A recent systematic review and meta-analysis conducted by Willems et al. on 44 studies involving a total of 14,049 patients from various medical settings colonized by MDR bacteria found a pooled cumulative incidence of infection of 14% at a median follow-up time of 30 days for MDR Gram-negative bacilli (GNB) and 8% at 30 days for vancomycin-resistant Enterococcus (VRE). However, the analysis did not specifically address patients who underwent surgery [20].

Peghin and colleagues conducted a study in September 2024 investigating the risk of infection following colonization with carbapenem-resistant Acinetobacter baumannii. However, they found no correlation or increased odds ratio between previous surgery and the development of infections in these patients [21].

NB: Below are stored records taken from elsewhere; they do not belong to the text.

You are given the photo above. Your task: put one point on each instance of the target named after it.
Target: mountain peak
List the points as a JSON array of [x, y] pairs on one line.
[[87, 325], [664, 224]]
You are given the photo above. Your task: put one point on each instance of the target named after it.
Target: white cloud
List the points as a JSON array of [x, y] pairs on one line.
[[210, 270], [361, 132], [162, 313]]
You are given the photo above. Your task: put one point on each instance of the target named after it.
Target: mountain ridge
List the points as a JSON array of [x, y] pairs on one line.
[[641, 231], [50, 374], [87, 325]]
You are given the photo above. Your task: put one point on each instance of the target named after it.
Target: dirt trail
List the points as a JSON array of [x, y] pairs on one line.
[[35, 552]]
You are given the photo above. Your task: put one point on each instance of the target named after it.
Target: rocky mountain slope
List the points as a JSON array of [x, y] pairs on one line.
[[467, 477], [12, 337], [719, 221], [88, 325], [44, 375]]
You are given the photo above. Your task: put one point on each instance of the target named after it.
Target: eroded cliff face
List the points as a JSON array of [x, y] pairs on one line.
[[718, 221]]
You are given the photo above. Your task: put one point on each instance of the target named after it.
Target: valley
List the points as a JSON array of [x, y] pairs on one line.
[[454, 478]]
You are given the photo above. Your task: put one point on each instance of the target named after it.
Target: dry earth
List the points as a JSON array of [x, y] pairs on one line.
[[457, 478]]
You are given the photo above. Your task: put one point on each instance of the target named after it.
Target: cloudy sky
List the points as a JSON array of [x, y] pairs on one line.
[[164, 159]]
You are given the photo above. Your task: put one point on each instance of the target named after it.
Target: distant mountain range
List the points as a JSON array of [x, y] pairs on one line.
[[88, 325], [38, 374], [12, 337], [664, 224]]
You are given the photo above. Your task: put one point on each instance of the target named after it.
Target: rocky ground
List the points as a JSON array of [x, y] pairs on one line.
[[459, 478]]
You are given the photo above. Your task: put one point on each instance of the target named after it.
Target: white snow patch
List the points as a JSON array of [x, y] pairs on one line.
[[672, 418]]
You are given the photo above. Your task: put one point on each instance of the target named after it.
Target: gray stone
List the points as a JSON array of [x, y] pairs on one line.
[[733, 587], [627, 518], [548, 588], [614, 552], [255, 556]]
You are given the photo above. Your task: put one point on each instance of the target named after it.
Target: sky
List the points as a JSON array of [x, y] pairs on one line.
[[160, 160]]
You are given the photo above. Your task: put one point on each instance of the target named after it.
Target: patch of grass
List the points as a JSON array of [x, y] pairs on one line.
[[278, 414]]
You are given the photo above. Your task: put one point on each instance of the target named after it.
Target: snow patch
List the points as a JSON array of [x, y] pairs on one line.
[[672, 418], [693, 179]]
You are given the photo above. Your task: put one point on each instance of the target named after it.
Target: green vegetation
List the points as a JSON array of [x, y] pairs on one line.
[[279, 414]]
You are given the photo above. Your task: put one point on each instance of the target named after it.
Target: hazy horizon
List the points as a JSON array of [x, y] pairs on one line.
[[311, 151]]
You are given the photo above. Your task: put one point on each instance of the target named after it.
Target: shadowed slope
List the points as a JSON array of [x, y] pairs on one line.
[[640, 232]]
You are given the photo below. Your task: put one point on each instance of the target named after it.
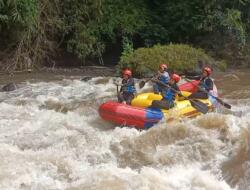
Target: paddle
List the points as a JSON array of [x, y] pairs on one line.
[[226, 105], [200, 106], [142, 83]]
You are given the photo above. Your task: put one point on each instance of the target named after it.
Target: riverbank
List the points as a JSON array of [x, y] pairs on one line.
[[49, 74]]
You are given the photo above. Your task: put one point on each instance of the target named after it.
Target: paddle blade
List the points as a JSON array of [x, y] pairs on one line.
[[200, 106], [142, 84], [226, 105]]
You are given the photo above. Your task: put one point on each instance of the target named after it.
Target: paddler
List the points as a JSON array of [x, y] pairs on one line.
[[168, 94], [206, 84], [127, 90], [162, 76]]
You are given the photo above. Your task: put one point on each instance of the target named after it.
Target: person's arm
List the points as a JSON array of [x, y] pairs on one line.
[[209, 84], [129, 82]]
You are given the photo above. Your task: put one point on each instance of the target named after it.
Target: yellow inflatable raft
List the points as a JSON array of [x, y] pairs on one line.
[[183, 107]]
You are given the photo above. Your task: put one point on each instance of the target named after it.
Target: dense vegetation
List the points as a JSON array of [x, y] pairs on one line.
[[34, 31], [177, 56]]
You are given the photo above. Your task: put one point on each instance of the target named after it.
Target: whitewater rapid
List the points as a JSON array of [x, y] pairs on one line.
[[51, 137]]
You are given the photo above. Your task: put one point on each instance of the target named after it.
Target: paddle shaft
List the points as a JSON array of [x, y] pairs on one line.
[[198, 105], [218, 99]]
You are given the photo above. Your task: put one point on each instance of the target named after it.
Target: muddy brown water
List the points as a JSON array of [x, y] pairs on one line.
[[51, 137]]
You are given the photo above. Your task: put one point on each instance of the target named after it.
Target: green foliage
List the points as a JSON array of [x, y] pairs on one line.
[[17, 17], [178, 57], [90, 25], [35, 28]]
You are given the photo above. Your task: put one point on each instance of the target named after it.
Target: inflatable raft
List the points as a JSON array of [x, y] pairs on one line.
[[138, 115]]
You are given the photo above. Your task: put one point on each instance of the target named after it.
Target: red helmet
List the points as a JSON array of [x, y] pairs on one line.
[[163, 66], [176, 78], [208, 70], [127, 72]]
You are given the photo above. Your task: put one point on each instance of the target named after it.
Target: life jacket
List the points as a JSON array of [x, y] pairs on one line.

When comparing our results with those obtained by De Pastena et al. [8], we found that pneumonia occurred in colonized patients in 3.7% of the cases in our study, whereas it occurred in 24.8% of the cases in their study. Similarly, the mortality rate was 3.7% in our study compared to 10% in theirs. Despite the similarities in our analyses, the results differed, which may be attributed to the differences in the types of surgery involved—both invasive, but significantly different in terms of the organs and sites affected. Moreover, it is important to note that in patients undergoing abdominal surgery, infections may be more frequent in the presence of preoperative colonization due to the nature of the surgery, which directly involves the gastrointestinal organs or is at least in close proximity to the site of colonization. Additionally, the variations in the postoperative management between our hospital and theirs could have contributed to these differences.

Mork et al. [5], for instance, evaluated last year the correlation between patient characteristics, operative variables, and the risk of bloodstream infection, as well as the association of primary bloodstream infection with adverse outcomes in cardiac surgery patients.

Our study is subject to several limitations. Firstly, its retrospective nature introduces inherent biases. Secondly, the relatively small sample size might have influenced our analysis, although the propensity score helped mitigate this by carefully selecting the control group. Lastly, we did not collect data on the duration of extracorporeal circulation, which could potentially impact the bloodstream diffusion of bacterial colonization.

However, considering the paucity of published data in the literature and the incidence of this (rare) condition among patients undergoing cardiac surgery, we truly believe this study remains a significant “hypothesis-generating” investigation that can be used as a basis for future in-depth research in this specific field.

6. Conclusions

In conclusion, this study did not find that rectal colonization by MDR worsens post-surgical outcomes in patients undergoing cardiac surgery. Despite the limitations of a retrospective study with a small patient sample, our findings support that MDR rectal colonization does not appear to increase adverse outcomes in cardiac surgery patients managed with standard in-hospital protocols. This observation aligns with the current prophylaxis guidelines, which do not differentiate based on the colonization status. However, this conclusion remains at the level of a hypothesis-generating study, and further prospective studies or confirmation by a larger retrospective registry is needed to confirm these results.